Tecnologias aceleram mudança

“A inovação tecnológica é o driver de todas as mudanças que se têm registado na área dos pagamentos. Os consumidores estão dispostos a pagar com carteiras móveis como o Apple Pay, usando a impressão digital ou autenticação através de reconhecimento facial. Destacaria os algoritmos de inteligência artificial e de machine learning, potenciados por 5G, que hoje em dia são fundamentais na construção de modelos de controlo e prevenção de fraude e de categorização dos pagamentos”, explica Bruno Valério.

Para que esta transição digital aconteça e a sociedade cashless seja uma realidade, são utilizadas tecnologias que conferem confiança aos processos, como, por exemplo, o DLT/Blockchain, que permitirá um maior nível de disrupção através da segurança que trazem às operações; as arquiteturas API ready (open-banking), que estão na base dos novos serviços de iniciação de pagamentos e de agregação de contas; e a leitura de dados biométricos em que assentam grande parte dos mecanismos de segurança, como o 3DS.

São vários os exemplos da sua aplicação em Portugal. Um dos últimos projetos, divulgado recentemente, foi o do Metro do Porto e da SCTP que iniciaram um piloto que abrange a Linha Violeta do metro, que liga ao aeroporto, e a linha 500 dos autocarros. Através da tecnologia contactless, os utilizadores podem viajar sem necessidade de carregar o cartão Andante, e podem pagar a sua viagem aproximando o cartão de débito ou crédito nos validadores devidamente identificados. Isto facilita a utilização deste transporte, não sendo necessário ter dinheiro em numerário ou esperar na fila para adquirir bilhete.

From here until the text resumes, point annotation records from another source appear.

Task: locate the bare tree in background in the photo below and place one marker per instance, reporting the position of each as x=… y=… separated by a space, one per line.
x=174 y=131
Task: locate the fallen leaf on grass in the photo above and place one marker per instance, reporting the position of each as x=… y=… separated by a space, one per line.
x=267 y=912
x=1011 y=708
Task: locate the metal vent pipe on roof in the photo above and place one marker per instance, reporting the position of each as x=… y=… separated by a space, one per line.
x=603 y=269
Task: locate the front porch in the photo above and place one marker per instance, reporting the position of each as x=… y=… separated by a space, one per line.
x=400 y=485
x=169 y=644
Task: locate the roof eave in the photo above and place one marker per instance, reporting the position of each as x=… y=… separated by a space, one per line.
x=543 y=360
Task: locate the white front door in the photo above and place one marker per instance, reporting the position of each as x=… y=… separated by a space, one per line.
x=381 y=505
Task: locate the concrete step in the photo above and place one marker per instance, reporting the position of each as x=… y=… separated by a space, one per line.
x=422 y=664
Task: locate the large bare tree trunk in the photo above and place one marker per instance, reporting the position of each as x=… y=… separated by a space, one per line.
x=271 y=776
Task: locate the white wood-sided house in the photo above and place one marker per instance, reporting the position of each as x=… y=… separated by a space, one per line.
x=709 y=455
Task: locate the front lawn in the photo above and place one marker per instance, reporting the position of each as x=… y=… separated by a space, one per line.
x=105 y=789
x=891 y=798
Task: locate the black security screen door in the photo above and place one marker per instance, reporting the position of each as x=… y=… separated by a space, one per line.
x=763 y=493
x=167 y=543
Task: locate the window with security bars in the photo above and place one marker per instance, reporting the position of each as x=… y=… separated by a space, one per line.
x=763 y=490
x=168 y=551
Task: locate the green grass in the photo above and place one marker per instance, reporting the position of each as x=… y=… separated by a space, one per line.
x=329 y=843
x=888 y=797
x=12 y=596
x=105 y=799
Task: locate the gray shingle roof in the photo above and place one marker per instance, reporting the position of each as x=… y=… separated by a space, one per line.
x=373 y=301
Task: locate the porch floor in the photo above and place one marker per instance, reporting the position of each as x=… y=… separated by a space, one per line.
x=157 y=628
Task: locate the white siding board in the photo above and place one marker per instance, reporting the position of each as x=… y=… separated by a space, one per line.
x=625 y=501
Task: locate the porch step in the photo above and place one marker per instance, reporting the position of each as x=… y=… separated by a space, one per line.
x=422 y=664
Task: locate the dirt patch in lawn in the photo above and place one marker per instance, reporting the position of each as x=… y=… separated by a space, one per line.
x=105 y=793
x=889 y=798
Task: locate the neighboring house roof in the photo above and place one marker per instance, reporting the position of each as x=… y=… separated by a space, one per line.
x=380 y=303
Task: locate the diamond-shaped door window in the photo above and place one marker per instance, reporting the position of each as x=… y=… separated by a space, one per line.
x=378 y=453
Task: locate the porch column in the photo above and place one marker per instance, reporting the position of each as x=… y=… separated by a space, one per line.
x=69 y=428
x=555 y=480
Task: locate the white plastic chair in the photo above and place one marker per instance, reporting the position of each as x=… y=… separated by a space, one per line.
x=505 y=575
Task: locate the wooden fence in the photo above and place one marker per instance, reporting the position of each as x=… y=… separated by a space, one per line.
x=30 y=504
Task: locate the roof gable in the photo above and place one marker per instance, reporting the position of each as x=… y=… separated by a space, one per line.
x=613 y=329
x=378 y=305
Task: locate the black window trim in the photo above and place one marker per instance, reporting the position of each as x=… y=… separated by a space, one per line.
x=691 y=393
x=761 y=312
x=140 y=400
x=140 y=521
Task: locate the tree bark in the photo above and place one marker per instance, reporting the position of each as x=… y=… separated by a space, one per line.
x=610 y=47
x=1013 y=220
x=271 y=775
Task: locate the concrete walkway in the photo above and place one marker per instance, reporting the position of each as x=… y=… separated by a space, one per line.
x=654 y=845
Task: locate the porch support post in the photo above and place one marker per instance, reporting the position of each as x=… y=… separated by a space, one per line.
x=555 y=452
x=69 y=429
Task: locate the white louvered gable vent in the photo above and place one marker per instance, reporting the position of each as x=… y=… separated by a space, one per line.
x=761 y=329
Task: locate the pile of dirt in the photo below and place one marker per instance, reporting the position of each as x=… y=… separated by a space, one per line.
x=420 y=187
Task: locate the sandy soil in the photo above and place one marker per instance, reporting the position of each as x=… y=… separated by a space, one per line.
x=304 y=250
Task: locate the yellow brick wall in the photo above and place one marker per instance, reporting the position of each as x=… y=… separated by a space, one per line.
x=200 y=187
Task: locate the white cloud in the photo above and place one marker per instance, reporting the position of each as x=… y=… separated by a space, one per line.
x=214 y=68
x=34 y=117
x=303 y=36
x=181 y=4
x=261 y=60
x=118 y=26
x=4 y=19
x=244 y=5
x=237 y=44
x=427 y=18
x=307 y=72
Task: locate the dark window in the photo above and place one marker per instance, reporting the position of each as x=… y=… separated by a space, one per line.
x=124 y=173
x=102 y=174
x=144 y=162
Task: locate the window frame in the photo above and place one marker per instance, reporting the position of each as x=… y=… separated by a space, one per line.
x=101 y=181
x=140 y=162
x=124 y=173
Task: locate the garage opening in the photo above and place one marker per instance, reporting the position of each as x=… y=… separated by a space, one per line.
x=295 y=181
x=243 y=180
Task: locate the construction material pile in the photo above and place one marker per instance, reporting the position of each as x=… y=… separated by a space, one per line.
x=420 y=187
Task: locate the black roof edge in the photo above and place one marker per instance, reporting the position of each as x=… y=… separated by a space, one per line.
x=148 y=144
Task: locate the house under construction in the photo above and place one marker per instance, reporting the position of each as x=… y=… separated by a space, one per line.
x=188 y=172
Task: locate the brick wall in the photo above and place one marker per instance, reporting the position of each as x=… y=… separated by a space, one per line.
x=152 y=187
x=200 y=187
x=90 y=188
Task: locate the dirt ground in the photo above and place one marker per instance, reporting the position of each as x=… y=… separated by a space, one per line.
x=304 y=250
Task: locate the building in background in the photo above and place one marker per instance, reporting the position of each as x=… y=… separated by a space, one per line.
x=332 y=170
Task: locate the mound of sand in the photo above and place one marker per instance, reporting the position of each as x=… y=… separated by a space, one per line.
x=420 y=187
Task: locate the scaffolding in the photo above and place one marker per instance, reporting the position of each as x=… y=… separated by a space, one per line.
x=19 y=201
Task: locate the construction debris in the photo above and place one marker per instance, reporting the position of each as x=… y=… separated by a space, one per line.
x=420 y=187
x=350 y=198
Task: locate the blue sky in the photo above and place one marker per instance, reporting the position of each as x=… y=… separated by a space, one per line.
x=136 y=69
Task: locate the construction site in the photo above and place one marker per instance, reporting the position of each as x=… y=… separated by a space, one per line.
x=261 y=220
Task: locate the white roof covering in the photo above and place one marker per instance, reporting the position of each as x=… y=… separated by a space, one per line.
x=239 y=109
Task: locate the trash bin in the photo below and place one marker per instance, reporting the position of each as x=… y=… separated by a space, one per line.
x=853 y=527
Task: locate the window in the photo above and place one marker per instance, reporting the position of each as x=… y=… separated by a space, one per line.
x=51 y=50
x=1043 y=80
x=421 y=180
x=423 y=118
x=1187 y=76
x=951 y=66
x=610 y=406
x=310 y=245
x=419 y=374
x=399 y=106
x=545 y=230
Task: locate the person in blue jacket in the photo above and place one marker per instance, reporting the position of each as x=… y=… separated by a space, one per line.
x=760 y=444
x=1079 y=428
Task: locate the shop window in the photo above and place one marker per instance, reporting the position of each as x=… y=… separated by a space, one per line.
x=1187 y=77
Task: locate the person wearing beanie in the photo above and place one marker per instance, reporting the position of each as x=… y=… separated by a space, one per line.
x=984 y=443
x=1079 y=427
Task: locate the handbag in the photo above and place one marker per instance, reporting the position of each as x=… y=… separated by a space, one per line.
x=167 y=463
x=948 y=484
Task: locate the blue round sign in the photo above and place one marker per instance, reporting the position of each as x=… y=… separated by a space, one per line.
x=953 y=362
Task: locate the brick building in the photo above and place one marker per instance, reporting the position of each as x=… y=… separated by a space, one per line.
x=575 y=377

Esta ação foi desenvolvida em parceria pela Visa, o Andante, a Reduniq, a Card4B, a Cybersource e a Littlepay. O Porto junta-se assim a outras cidades europeias, como Londres, Madrid, Turim e Bona que utilizam este tipo de soluções contactless para facilitar a vida aos cidadãos.

O futuro será cada vez mais cashless

“A evolução para uma economia cada vez mais digital, a inovação permanente por parte dos vários agentes da indústria dos serviços financeiros, o uso da tecnologia e o nosso comportamento enquanto consumidores acentuará esta tendência. Ainda que existam realidades bastantes distintas sobre a relevância do dinheiro físico de acordo com as zonas do mundo, a tendência para o decréscimo no uso deste meio de pagamento é uma realidade”, assegura Bruno Valério.

Neste processo serão os consumidores a liderar o ritmo do processo de desuso do numerário e a sua substituição gradual por meios eletrónicos. Aliás, é precisamente a diferença de hábitos e de necessidades dos consumidores que justifica a diferença na utilização de notas e moedas entre os diferentes países e, mesmo numa sociedade cashless, o numerário poderá continuar a funcionar como um meio de pagamento de último recurso.